I will assume this is the first time that you will use dbt and Metabase.

Linked Github Repository, with fake data and exercise solutions.

Hello! 🐭 What are we going to do tonight, Brain?

Discovering awesome open source data tools

Initial goal is to have fun discovering some of most notorious modern data tools, with a typical use-case: analyze your orders and customers.

The BI platform pipeline that we will create is similar to this schema, with dashboards as outputs:

first BI platform

Over the years, dbt has trusted the charts as the "transformation workflow" tool, same for Metabase as open source business intelligence tool, along with Apache Superset. They work pretty well together, and are seen in many production architectures.

The last piece of data software that we will discover is PostgreSQL, who will act as a datawarehouse. While Clickhouse, Google BigQuery or Snowflake might have been excellent choices for an analytical production platform, I selected PostgreSQL because it can be installed locally with zero expenses, and is a perfect fit for our light and standard needs.

Building an analytics platform

Over this workshop, you will get a first introduction to dbt and Metabase features.

Our use case is quite simple: we are a company, with customers, orders and payments. We want to build nice visualization dashboards, to monitor closely our activity.

More than dashboards, we want to avoid black magic, avoid technical debt, and for that we will use dbt to introduce a few best practices for analytics.

What this workshop is not : it's not an intensive worshop for experts, neither something to follow for best practices (it's more the opposite since we will skip few phases like Git synchonization, dbt, tests).

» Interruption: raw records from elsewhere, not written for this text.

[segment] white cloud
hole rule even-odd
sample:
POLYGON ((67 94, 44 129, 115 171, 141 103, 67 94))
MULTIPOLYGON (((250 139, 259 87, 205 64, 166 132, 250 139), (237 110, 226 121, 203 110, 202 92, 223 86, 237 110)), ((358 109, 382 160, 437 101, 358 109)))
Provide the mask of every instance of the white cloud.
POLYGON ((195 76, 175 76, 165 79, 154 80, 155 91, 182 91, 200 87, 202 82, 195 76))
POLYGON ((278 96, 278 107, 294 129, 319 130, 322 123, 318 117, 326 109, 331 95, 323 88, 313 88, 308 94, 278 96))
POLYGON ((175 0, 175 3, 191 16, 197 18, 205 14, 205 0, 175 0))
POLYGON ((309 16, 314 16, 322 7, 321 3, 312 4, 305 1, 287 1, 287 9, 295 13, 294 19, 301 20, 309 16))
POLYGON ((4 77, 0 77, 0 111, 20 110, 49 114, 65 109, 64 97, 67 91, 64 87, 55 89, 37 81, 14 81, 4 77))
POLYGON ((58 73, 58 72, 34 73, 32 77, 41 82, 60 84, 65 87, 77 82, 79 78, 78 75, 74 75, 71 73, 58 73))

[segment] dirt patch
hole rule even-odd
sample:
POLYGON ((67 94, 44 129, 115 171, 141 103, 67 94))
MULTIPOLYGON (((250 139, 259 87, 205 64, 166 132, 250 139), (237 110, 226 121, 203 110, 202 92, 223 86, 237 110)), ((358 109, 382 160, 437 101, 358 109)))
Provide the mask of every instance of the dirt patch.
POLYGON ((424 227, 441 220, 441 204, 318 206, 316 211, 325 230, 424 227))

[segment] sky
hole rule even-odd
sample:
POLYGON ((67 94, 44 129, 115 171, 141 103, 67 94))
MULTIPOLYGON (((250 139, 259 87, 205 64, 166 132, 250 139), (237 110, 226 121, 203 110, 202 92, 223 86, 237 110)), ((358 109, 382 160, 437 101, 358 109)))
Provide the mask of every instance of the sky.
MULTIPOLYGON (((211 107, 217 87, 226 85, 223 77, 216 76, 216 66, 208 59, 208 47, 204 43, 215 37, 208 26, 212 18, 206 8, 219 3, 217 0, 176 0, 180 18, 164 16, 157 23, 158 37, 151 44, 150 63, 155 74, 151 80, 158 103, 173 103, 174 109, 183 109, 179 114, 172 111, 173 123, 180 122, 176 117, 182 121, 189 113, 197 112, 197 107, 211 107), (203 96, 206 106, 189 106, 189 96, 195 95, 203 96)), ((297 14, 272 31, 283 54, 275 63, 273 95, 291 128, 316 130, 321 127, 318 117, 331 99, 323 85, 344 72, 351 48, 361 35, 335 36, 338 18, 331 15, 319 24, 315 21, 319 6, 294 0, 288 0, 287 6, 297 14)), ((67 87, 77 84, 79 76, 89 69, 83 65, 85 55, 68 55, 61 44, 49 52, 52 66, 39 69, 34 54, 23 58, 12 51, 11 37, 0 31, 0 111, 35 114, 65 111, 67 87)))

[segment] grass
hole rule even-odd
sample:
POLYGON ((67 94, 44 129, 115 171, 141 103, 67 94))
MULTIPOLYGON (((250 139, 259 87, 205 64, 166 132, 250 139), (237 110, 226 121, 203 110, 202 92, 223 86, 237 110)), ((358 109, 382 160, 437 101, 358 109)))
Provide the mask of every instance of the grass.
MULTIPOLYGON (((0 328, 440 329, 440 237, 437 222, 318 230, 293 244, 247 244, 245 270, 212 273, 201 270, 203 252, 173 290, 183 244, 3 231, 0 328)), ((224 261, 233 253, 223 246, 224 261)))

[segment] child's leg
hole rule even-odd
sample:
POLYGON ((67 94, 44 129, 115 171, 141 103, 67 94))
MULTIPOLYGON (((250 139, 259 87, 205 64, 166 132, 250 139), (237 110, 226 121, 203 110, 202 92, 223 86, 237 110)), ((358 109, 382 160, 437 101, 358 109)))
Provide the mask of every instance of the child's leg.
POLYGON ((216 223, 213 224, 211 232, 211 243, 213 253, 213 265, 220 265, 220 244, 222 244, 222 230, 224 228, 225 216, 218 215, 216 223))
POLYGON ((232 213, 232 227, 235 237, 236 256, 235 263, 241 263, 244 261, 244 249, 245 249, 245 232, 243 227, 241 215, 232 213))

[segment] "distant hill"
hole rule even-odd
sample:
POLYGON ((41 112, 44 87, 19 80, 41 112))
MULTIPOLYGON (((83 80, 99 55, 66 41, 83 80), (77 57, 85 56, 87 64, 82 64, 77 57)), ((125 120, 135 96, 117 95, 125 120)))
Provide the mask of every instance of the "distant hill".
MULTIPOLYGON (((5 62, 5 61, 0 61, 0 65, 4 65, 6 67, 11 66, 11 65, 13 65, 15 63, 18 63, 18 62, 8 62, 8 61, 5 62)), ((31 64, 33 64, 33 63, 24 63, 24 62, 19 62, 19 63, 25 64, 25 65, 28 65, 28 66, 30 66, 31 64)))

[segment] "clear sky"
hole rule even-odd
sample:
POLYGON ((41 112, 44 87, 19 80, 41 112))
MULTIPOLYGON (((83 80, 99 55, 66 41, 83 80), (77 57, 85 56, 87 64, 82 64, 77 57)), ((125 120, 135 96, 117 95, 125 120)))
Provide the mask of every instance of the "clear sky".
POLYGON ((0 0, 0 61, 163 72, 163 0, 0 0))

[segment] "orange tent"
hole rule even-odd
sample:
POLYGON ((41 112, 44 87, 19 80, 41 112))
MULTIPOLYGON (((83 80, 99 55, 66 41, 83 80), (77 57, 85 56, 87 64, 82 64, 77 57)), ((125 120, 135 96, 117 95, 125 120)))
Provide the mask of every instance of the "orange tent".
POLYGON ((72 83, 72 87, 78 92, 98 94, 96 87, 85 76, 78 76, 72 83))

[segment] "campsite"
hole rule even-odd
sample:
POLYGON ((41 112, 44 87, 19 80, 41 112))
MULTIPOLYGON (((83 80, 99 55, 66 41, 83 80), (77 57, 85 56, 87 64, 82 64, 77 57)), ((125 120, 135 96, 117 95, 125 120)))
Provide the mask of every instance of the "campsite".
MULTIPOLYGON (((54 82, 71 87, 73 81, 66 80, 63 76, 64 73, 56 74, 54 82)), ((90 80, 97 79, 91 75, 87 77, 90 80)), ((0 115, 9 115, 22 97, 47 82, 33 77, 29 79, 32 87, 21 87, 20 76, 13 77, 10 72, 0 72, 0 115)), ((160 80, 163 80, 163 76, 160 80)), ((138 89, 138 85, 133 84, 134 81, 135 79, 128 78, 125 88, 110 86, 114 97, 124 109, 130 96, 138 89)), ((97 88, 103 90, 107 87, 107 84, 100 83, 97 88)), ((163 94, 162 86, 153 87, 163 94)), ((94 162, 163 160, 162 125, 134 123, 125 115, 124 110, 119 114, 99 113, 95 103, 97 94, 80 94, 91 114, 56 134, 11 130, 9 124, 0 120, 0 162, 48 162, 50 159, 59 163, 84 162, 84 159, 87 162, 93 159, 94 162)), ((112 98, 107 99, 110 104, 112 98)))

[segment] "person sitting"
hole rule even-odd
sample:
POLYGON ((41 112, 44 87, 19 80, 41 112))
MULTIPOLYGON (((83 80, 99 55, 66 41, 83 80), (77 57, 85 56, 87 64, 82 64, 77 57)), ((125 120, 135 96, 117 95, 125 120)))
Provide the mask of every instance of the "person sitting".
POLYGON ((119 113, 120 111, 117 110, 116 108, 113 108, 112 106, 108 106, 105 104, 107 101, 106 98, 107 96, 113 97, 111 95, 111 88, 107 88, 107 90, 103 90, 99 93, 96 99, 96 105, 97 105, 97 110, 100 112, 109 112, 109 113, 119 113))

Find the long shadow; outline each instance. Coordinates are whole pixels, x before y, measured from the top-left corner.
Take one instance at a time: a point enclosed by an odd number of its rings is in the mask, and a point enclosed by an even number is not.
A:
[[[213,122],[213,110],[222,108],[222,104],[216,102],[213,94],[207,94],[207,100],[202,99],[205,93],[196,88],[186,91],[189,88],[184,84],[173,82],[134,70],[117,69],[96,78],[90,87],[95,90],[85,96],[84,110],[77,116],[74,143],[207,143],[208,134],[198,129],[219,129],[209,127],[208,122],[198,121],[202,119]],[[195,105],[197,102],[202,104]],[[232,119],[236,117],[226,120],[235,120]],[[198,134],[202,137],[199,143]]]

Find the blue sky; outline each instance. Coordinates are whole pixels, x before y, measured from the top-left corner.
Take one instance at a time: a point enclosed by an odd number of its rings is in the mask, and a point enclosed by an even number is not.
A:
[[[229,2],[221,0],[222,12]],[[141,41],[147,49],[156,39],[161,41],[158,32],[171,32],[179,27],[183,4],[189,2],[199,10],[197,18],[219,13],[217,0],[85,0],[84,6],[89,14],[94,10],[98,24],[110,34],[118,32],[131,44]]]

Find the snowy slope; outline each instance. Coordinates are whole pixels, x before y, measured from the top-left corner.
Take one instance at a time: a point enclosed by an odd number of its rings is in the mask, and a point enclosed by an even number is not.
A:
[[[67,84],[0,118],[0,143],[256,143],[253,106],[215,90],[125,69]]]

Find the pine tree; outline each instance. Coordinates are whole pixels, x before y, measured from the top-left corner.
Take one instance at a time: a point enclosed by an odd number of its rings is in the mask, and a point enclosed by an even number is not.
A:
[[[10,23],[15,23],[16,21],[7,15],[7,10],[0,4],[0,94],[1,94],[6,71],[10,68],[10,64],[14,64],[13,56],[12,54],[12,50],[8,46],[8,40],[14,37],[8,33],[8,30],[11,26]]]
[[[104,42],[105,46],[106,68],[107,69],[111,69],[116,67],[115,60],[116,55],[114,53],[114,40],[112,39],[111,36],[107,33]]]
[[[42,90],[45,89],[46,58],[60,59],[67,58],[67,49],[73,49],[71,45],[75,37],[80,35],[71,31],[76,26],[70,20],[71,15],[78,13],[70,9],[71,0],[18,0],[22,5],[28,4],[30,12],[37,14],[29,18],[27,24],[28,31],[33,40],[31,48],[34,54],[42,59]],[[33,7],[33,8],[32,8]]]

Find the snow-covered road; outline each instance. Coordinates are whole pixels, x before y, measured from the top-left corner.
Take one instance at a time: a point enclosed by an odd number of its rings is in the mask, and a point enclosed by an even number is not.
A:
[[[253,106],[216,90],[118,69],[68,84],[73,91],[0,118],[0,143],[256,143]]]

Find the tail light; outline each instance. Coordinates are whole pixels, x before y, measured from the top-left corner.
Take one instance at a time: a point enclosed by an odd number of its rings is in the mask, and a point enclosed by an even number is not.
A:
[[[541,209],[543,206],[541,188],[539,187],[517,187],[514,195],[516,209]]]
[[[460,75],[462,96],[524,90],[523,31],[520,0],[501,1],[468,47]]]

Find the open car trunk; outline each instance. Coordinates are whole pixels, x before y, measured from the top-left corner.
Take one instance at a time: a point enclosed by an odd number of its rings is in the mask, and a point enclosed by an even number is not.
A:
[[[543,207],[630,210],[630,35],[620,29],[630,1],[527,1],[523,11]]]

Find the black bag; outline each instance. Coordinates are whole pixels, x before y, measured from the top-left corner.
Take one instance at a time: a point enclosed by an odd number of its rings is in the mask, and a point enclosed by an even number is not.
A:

What we are not building today

This is not a workshop to craft a modern data platform ready for production. This is not an installation guide, best-practices neither an extensive documentation.

Time and cost

Expected time for this workshop : it depends of your skills. If you are new to the cloud, let's say 4-5 hours. If your have cloud/tech experience, +-2 hours.

Cost : free if you run everything locally.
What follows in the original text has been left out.